Bir temel devrenim olsun istiyorsanız tek seçeneğiniz kiralama ya da satın alma değil. Emeğinizi, gözünüzün nurunu, sizden sonraki kuşaklara aktarmak istiyorsanız Bodrum Halk Eğitim Merkezi bünyesinde düzenlenen temel devren kurslarına katılabilirsiniz. Geleneğin devam ettirilmesi adına açılan temel devren kurslarında eğitim veren ve yıllar içinde bir çok kursiyer yetiştiren Olgunlaşma Enstitüsü mezunu Aynur Aydoğan’ın bu eşsiz mirasla tanışma öyküsünden oldukça etkilendik ve sizlerle paylaşmak istetdik.

90’lı yılların sonunda Kültür Bakanlığı’ndan unutulmaya yüz tutan geleneklerin araştırılması ve yaşatılması için çalışmalar yapılması hususunda Bodrum’a bir yazı ulaşır. Eğitmen Aynur Aydoğan Ortakent’e yeni tayin olmuştur. Dönemin Ortakent Belediye Başkanı Mehmet Kocadon, annesi Fatma Hanım’ın sandığından altın sim ile işlenmiş “temel devren” ve “eseli”yi getirir.
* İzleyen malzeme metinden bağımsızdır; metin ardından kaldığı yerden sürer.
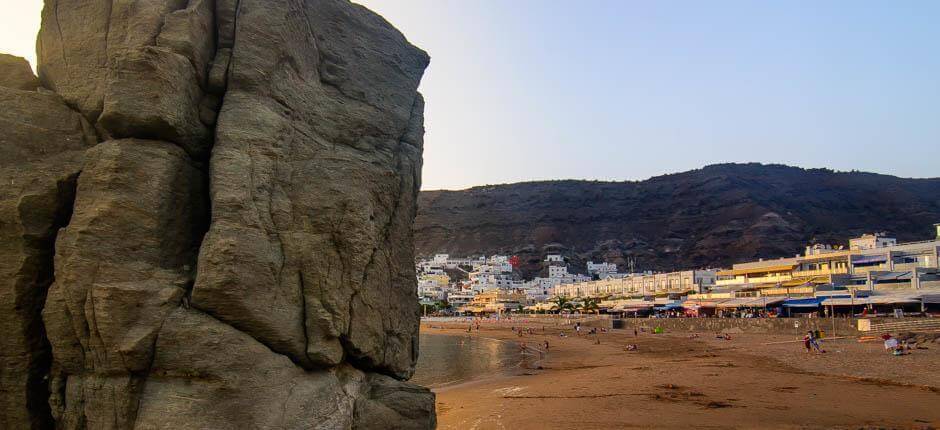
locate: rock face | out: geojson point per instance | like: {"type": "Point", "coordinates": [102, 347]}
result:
{"type": "Point", "coordinates": [209, 218]}
{"type": "Point", "coordinates": [711, 217]}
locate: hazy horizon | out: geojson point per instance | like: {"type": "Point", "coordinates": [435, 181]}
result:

Eseli temel devrenin duvağıdır. Fatma Hanım’a ait eseli ve temel devren ile yola çıkılır ve 2000’li yıllardan itibaren Halk Eğitim Merkezi bünyesinde bu gelenek yeniden hareket kazanır.

***

Burası kız evi, renk renk desen desen“temel devren”lerin kına gecesi
Anne üzgün, evden gidiyor bir tanesi

***

Hürrem Sultan ile Kanuni Sultan Süleyman’ın aşkı, dillere destandır. Rivayet olur ki, sarayda cariye olan Hürrem tüm hünerlerini sergilese de Sultan Süleyman’ın dikkatini çekemez. Hemen her gün Kanuni’nin yolunu gözler, onun geçtiği vakitlerde şarkılar söyler ama ne fayda. Sultan, “elleri çirkin yüzü güzel yarim” der ve geçer. Bir gün sarayın ileri gelenlerinden yaşlı bir kadına danışır sultanın ilgisini çekmek için ne yapması gerektiğini. Yaşlı kadın “bir gergef al ve kirişleme yap” diye nasihatte bulunur. Sanata düşkün bir sultan olan Kanuni, Hürrem’i elinde gergef ile gördüğünde “elleri güzel, kendi çirkin yarim gözdem olur musun” der.